Last year about this time — late February — I was sitting outside on the steps. It was morning, a few hours past sunrise. In my peripheral vision came tiny movement. I glanced that way and was startled to see a lacewing struggling across the snowy slope of the snowbank to my right, a mountain of snow that is the result of snow coming off the second story roof immediately above.
“What are you doing, emerging right now?” I wondered aloud.
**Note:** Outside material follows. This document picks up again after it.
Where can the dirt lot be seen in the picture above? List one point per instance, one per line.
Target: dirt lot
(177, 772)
I reached over and nabbed the struggling creature who was somehow functional despite it being below freezing. I stuffed “her” under the cantilevered kitchen overhang where, not trusting the heat tapes alone to protect the plumbing from our vicious winter north winds, I had wrapped and insulated it for winter, stuffing a heat lamp under there just for good measure. It’s warm under there all winter — well above freezing. If she was to have any chance at all, it would be there.
Never thought another thing about it. It was a fluke, I figured.
Sunday morning, Feb 25th, 2018, a full year later, a couple hours past sunrise, I was again sitting on the porch steps, sipping a cuppa to take a break from chores and demands for attention by animals and humans. And what do I spy in my peripheral vision? Yep. A lacewing struggling across the snowy slope of the snowbank …again.
Obviously, it was not the same lacewing. But, considering the timing, I’ll bet she’s a close relative. Nabbed her and stuck her under the cantilevered overhang, down where things stay warm and cozy till the weather moderates. Hope she makes it. More, I wish they’d fix their emergence clock. Obviously, it’s not timed properly for North Idaho.